Big Girls Club (The Happy Dance Dance Princess Show)
nytheatre.com review by Matt Johnston
July 4, 2009
There have been numerous pieces of theatre, film, television, and literature that have embarked on a journey into the psychologically violent depths of the social impact of female body image on the lives of women and young girls. Big Girls Club (The Happy Happy Dance Princess Show), part of The Brick's Antidepressant Festival this summer, is maybe the most direct and biting I have experienced—and that is exactly the reason it doesn't quite work.

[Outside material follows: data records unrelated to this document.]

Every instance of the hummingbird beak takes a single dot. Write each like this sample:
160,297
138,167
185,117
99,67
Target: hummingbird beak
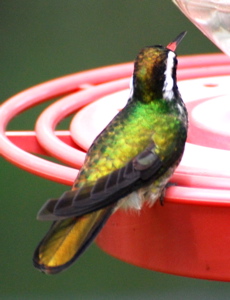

The event of the show revolves around three girlfriends having a "girls night" at one of their houses. The event, which begins as a harmless and fun evening among friends including food, pillow fights, truth or dare games, etc., descends quickly into a passive aggressive verbal fight to the death as they battle each other through defense mechanisms for their own self-esteem issues. In addition, throughout the evening we are shown various promos for a fictional television show called "butterface," a program that takes young women with gorgeous figures and ugly faces and gives them makeovers.
The ideas are interesting, and the cast valiantly and believably tears into one another through their passive aggressive discursive violence. But, unfortunately, the show ultimately doesn't work because it really seems to be all ideas and not much else. The script doesn't have much in the way of structure to pull the themes through and the characters are more like hollowed-out mouthpieces or archetypes than actual layered and complex human beings.
To this point, Leah Winkler (writer and director) really does her important themes a disservice. I can see how creating archetypes was probably the point, to help show the commonality of these problems girls have with body image and society. But as the viewer, I saw little more depth to these people than a basic selfishness, and a violently defensive lack of self-confidence. And that hurts the message rather than helps it.
I am not a woman, so I make no claim to fully identifying with the posed concerns, but I would think that the point in tackling these important issues would be to pinpoint the deep and complex societal and sociological roots at the source of this girl-on-girl violence (something like Tina Fey's Mean Girls, for example, does a much better job in a much more mainstream way). Big Girls Club is just a swarm of increasing nastiness and violence, and even when we begin to get some back story on the characters (past abortions, problems with obesity, sexual experiences) they are not opened up as real people, but rather as active carriers of an idea. Which loses an audience's attention fast because we don't care about them, and therefore we don't care about the themes they are supposed to carry.
Ultimately, the ideas presented in Big Girls Club are important to discuss and to bring to audiences, but the way in which the show goes about exploring these ideas is out of step with how an audience will be moved by them. Without fleshed out and complex characters, a real story, and a structure, there is little these performers, talented as they are, can do with the ideas they aim to present.